To get started with this exercise, stand in front of a bench or chair so that when you bend down, your back foot will be on top of it. Keep your feet shoulder-width apart, but turn them slightly outwards so that they're pointing towards the corner of the room behind you. Bend at both hips and knees till they're at about 90 degrees, and return back up again without letting your back round or knees move forward past your toes.
Using a conventional deadlift form, lift the weight up till you lock out. On the eccentric, remember not to reset.
Keep the bar suspended, and pull it back up for another rep. Do as many reps as you can, but try to stay within the 10-12 rep range. If it gets too easy for you, add some more weight and go slower.
#3 Stiff-Legged Deadlift
The stiff-legged deadlift is an exercise that works the glutes and hamstrings. To do it, stand with your feet hip-width apart, and hold a barbell in front of you. Bend at the hips, and keep your knees straight to drop down into a bent position. Keep your back straight, and push through your heels as you stand up again.
Repeat this motion for ten repetitions before resting for a minute. If you feel a mild strain in your hamstrings (not the injury kind of strain, the good blood-pumping kind), you're doing it right.
#4 Lying Leg Curl
Here's how it's done:
- Lie on your back with legs extended, feet flexed and knees bent at 90°. Place your hands behind your head for support.
- Press through the heels to raise both legs off the floor so that they're parallel to it.
- Keep your knees in line with ankles throughout the movement (avoid letting your knees bow out).
- Lower and repeat 12 to 15 times (or more if needed), breathing out as you raise and inhaling as you lower.
#5 Nordic Hamstring Curl
Here's how it's done:
- Start by sitting on the ground with your legs straight behind you, toes pointing down.

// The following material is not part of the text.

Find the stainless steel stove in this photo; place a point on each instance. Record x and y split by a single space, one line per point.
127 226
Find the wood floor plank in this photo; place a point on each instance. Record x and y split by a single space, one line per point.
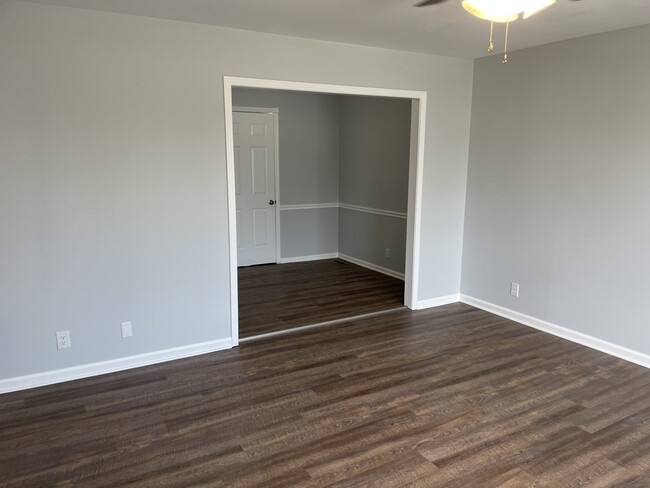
277 297
449 397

- Place a resistance band around each ankle, and cross them so that it creates an 'X' above your feet.
- Bend at the waist, pulling the band down towards your feet till it feels like you're almost touching them (but not quite).
- Hold this position for a second before slowly returning to starting position to complete one rep.

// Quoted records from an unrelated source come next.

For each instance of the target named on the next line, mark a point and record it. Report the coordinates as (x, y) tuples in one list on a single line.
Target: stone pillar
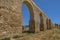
[(49, 24), (10, 17), (34, 26), (43, 23)]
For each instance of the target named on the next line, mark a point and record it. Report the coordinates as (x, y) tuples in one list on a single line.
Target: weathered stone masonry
[(11, 19)]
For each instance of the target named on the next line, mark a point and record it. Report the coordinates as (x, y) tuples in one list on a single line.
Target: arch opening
[(28, 16), (41, 22)]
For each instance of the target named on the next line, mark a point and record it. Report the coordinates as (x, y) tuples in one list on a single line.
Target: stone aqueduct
[(11, 19)]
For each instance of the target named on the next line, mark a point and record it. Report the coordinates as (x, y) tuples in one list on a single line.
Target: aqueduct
[(11, 19)]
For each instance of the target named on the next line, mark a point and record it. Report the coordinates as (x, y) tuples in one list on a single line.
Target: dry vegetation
[(53, 34)]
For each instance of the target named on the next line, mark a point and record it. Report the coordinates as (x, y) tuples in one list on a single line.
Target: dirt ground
[(53, 34)]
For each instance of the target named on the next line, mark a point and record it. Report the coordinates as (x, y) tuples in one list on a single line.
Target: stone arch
[(41, 22), (49, 24), (31, 26)]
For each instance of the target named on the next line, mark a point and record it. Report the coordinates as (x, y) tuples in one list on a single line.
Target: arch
[(47, 23), (31, 26), (41, 22)]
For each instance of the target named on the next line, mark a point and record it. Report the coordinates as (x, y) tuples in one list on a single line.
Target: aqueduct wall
[(11, 19)]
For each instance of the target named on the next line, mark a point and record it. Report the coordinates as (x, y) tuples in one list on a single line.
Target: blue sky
[(50, 7)]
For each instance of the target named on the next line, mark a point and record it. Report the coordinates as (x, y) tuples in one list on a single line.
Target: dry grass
[(53, 34)]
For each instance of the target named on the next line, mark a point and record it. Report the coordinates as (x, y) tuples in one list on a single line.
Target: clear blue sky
[(50, 7)]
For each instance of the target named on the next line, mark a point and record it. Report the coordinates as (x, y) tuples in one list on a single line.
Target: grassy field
[(53, 34)]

- Use a bar or any kind of resistance as support. Gently lower yourself to the ground without using any momentum. Keep your hands crossed on your chest.

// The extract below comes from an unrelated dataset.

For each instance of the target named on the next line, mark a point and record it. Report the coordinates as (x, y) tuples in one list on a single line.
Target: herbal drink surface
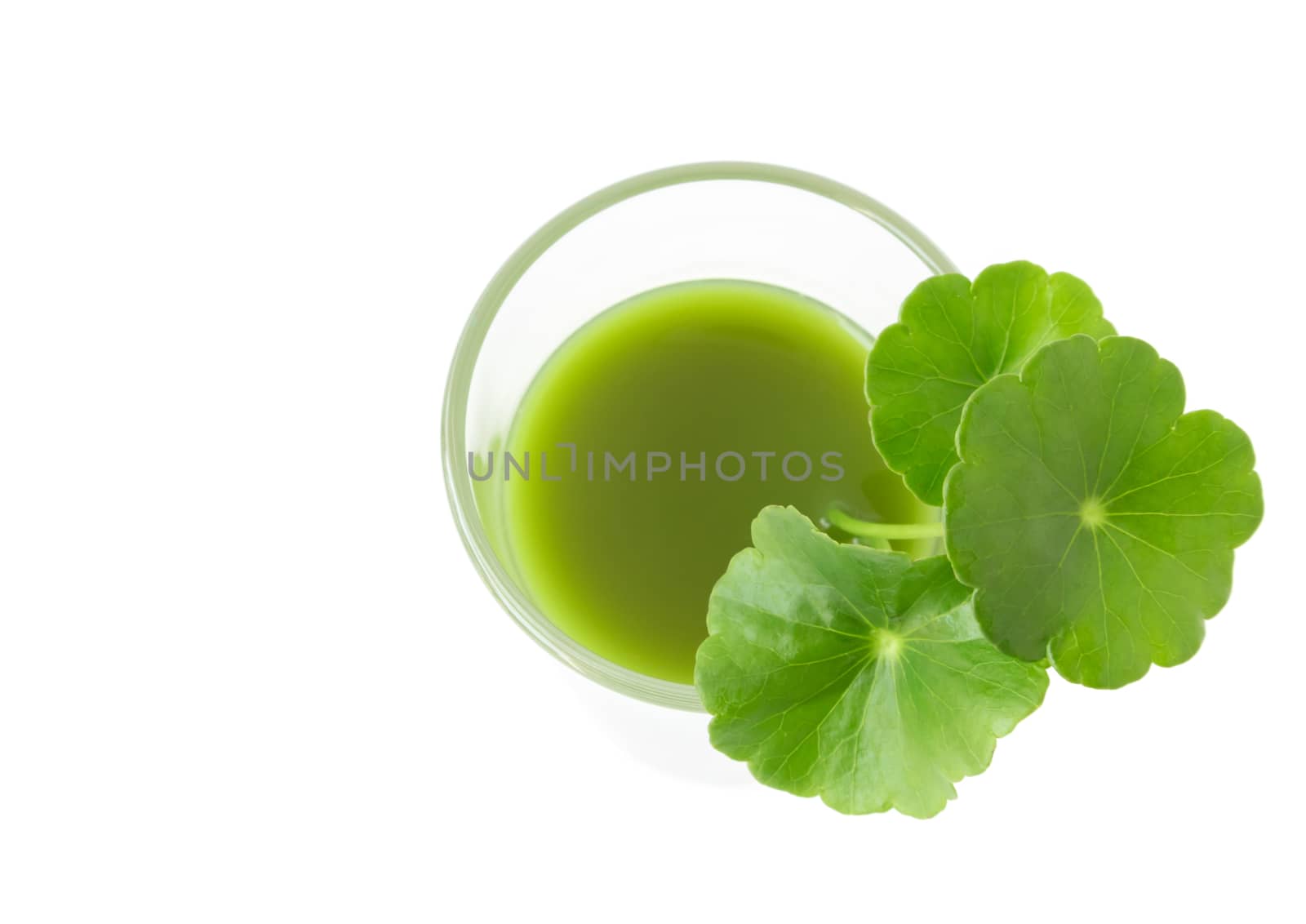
[(731, 396)]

- Do three sets of ten reps for the best results.
#6 Alternating Stiff-Leg Deadlift
Here's how they're done:
- To perform this exercise, stand with your feet shoulder-width apart, and hold a barbell or dumbbell at waist level.
- Bend forward at the hips, and slowly lower the weight to the floor till it’s just above your feet (don’t let it touch).
- Reverse direction by returning to the starting position, and repeat for the desired number of reps.
Takeaway
The aforementioned hamstring exercises can help you build your legs and get stronger.
We recommend starting with the glute-ham raise, Romanian deadlift and lying leg curl. As always, don’t be afraid to experiment with different variations and see which ones work best for you. Remember that variety is important in any exercise programme.
So if one variation doesn’t feel right, try another one till you find something that feels good enough to keep moving forward with.